Les audiences du JLD se tiennent, non pas au CSMJBP mais à l’établissement public de santé mentale Val-de-Lys Artois à Saint-Venant ou au tribunal judiciaire de Béthune (40% des audiences environ en 2021). Le lieu d’audience est fixé le matin même à 9h, le greffe du JLD informant les établissements, la permanence des avocats, les tuteurs et curateurs par téléphone. Quant aux familles et proches, ils risquent de se présenter au mauvais endroit. Cette organisation ne garantit ni la publicité des débats, ni l’accès des proches, ni les droits de la défense et l’information du patient. Enfin, du fait de la totale désorganisation de la gestion des dossiers administratifs, le JLD ne dispose pas toujours d’un dossier complet le jour de l’audience.

L’éloignement géographique du juge, l’absence fréquente des patients, la tenue approximative des dossiers sont autant d’éléments qui entraînent un désintérêt préoccupant pour les décisions rendues, au point que les contrôleurs ont pu constater qu’une décision de mainlevée de la cour d’appel était restée inexécutée.

Le centre de santé mentale Jean Baptiste Pussin à Lens doit faire l’objet de mesures urgentes de réorganisation de son fonctionnement pour garantir aux patients, hospitalisés en soins libres ou sans consentement, le respect de leur dignité, de leur intégrité et de l’ensemble de leurs droits fondamentaux.

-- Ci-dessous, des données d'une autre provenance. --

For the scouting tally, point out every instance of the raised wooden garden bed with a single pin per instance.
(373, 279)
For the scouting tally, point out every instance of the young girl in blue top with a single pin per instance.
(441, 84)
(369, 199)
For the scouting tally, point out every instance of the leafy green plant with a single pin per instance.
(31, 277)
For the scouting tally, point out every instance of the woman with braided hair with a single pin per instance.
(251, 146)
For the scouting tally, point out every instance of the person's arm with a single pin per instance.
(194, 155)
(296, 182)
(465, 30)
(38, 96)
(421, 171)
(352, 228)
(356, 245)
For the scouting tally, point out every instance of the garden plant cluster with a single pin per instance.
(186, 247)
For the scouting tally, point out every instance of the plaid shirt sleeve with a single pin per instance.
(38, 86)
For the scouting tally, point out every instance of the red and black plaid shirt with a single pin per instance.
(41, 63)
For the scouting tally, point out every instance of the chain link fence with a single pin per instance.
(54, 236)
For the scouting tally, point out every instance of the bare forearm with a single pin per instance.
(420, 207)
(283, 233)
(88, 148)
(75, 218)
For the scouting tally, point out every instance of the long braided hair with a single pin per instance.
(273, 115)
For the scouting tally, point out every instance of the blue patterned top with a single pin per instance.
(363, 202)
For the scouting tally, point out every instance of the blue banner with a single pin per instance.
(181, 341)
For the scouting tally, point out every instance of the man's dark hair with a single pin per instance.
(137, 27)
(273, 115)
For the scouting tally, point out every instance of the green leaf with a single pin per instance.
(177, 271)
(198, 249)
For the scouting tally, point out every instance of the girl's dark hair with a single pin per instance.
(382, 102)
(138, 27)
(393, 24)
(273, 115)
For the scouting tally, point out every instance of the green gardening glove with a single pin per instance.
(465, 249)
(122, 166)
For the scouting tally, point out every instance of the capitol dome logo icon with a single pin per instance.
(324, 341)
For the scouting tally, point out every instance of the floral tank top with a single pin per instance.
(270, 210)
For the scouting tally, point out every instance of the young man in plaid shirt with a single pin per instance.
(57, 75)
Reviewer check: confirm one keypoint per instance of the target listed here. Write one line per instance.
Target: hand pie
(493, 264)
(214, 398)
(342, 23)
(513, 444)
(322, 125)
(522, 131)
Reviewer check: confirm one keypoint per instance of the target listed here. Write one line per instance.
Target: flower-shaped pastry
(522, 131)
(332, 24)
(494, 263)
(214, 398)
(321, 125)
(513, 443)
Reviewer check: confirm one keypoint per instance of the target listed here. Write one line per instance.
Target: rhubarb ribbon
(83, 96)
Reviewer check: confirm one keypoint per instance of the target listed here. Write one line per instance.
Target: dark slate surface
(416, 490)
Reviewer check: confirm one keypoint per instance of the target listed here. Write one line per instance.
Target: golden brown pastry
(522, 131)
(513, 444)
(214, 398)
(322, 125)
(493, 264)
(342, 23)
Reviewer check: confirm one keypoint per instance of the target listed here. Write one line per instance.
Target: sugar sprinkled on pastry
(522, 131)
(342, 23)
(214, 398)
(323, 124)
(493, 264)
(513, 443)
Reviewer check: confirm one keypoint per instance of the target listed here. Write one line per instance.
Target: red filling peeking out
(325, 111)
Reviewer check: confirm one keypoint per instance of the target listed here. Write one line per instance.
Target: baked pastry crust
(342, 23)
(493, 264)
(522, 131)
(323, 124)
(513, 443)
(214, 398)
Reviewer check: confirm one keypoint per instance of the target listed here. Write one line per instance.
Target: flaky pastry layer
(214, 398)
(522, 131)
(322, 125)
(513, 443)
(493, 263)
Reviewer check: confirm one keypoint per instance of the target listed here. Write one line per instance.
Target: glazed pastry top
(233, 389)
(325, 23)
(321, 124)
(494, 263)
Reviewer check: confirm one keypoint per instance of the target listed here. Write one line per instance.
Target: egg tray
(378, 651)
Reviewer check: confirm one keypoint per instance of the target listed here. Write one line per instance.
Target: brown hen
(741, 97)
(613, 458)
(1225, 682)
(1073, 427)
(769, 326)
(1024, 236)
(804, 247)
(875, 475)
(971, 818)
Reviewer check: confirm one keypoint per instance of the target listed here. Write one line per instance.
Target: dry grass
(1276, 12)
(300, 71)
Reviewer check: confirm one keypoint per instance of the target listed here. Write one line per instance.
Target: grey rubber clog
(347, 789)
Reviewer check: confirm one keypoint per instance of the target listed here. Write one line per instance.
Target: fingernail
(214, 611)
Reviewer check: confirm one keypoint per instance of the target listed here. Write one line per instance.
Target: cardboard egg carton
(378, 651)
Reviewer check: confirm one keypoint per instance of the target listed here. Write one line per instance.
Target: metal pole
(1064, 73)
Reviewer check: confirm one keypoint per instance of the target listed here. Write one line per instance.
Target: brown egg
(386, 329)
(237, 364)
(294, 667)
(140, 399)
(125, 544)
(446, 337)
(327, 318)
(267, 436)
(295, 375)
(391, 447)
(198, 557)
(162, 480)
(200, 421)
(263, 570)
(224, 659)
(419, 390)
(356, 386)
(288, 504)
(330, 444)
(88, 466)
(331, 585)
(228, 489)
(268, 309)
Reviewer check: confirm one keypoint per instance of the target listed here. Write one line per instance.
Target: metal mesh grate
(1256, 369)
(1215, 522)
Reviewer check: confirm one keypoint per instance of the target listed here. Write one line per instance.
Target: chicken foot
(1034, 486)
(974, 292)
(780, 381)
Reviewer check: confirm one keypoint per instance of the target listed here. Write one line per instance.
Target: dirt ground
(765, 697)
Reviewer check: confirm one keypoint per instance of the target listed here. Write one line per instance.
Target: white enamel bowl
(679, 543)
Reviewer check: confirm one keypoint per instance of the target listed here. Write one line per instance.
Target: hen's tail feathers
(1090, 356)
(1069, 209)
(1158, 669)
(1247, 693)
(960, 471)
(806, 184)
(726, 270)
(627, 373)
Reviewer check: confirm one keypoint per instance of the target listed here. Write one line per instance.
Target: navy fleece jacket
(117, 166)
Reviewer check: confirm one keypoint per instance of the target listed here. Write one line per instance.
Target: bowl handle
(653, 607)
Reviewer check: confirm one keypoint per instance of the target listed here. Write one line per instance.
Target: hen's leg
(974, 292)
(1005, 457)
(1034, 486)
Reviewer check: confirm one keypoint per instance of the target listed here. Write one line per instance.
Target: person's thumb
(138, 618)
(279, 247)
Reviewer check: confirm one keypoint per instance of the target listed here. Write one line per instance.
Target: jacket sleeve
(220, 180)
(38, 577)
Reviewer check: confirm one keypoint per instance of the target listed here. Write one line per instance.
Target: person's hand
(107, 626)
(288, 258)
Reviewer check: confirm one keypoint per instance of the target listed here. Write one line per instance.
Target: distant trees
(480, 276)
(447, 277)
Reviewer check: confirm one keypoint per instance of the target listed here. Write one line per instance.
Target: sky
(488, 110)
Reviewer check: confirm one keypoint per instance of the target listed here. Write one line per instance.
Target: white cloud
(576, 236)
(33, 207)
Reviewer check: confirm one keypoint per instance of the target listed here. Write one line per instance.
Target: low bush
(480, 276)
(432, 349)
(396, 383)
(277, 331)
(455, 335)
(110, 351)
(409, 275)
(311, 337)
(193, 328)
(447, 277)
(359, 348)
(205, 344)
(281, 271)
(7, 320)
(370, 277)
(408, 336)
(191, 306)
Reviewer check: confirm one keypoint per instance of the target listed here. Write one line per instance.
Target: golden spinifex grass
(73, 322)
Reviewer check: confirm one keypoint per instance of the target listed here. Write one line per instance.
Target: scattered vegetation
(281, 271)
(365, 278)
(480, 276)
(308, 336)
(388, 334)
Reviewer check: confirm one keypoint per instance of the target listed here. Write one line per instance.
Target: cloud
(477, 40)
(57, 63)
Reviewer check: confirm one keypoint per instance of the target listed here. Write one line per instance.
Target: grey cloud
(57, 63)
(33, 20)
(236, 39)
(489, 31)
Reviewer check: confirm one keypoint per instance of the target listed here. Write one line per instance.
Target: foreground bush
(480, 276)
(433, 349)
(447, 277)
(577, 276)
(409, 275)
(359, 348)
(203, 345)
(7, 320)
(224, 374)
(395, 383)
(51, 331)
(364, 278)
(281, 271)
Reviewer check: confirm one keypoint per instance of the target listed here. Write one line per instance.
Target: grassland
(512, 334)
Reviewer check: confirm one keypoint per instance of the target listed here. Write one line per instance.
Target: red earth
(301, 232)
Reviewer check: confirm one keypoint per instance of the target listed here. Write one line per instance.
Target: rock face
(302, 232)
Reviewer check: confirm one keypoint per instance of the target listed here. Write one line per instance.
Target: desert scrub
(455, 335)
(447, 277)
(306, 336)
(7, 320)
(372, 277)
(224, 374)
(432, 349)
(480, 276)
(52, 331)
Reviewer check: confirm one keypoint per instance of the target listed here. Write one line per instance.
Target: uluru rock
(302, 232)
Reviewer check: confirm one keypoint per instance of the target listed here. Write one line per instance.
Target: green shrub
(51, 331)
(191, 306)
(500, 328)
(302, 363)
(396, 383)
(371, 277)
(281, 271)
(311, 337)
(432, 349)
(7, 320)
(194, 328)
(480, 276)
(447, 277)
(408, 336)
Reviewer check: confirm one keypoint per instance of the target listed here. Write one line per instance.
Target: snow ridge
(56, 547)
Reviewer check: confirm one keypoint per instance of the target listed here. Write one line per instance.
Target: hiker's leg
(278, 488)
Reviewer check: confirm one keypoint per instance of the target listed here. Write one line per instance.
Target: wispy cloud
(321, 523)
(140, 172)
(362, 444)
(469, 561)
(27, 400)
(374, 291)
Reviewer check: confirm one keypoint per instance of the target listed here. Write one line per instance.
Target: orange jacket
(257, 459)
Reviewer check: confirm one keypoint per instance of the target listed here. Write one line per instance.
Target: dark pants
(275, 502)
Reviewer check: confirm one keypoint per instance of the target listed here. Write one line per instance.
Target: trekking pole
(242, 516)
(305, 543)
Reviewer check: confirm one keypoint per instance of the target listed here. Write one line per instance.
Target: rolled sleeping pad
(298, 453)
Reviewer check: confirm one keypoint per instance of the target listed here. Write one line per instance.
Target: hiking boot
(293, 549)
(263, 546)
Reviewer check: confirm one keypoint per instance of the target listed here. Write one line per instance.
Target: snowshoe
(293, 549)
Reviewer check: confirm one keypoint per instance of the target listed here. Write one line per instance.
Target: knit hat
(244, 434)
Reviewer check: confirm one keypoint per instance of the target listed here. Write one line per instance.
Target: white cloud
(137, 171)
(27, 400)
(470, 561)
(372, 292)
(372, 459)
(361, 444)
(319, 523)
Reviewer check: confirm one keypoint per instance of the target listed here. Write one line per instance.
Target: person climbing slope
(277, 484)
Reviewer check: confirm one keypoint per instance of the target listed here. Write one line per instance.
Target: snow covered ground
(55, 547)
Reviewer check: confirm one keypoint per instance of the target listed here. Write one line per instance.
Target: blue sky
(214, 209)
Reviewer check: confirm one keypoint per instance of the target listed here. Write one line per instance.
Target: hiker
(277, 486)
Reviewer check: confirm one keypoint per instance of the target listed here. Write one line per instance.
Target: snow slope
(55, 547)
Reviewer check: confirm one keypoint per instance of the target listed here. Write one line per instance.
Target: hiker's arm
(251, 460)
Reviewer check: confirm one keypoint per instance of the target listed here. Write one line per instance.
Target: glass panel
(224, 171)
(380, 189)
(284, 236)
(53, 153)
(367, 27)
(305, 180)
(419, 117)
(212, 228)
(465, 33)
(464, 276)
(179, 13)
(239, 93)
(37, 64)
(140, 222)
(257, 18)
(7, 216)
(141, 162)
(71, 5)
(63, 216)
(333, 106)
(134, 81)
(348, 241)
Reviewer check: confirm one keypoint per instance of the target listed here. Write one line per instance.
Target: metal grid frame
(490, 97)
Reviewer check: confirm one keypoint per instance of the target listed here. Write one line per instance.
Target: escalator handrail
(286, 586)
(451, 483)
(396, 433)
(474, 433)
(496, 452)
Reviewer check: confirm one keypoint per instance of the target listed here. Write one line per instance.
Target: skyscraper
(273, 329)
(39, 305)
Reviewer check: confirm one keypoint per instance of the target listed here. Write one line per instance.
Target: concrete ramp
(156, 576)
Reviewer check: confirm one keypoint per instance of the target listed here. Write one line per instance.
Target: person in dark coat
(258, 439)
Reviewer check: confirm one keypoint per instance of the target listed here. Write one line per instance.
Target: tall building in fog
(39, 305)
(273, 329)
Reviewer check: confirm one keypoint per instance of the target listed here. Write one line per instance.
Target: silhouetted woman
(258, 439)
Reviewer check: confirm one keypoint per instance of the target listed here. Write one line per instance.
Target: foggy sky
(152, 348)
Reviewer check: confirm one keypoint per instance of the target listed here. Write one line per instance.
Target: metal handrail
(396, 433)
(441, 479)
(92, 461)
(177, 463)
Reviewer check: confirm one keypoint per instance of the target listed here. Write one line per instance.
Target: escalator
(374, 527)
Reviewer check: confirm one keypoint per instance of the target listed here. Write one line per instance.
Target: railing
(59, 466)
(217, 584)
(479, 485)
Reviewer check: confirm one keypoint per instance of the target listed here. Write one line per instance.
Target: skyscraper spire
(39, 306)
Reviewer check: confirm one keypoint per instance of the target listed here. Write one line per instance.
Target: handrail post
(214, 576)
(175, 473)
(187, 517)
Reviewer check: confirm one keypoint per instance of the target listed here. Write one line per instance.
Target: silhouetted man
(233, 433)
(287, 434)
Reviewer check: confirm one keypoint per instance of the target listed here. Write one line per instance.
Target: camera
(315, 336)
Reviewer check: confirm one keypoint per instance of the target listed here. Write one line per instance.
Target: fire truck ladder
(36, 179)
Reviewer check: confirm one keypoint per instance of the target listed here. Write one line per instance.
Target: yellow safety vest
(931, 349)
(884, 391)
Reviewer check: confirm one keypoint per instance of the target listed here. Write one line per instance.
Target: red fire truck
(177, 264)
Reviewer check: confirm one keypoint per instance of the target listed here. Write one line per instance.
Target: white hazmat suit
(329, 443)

Les dysfonctionnements observés étant anciens et d’une particulière gravité, aggravés encore par le manque de formation du personnel, le plan de transformation de cet établissement doit être étroitement accompagné par les autorités de tutelle. Les ministres sont invités à élaborer un plan d’action détaillé et public organisant conjointement la transition vers des pratiques respectueuses de la dignité et du statut des patients.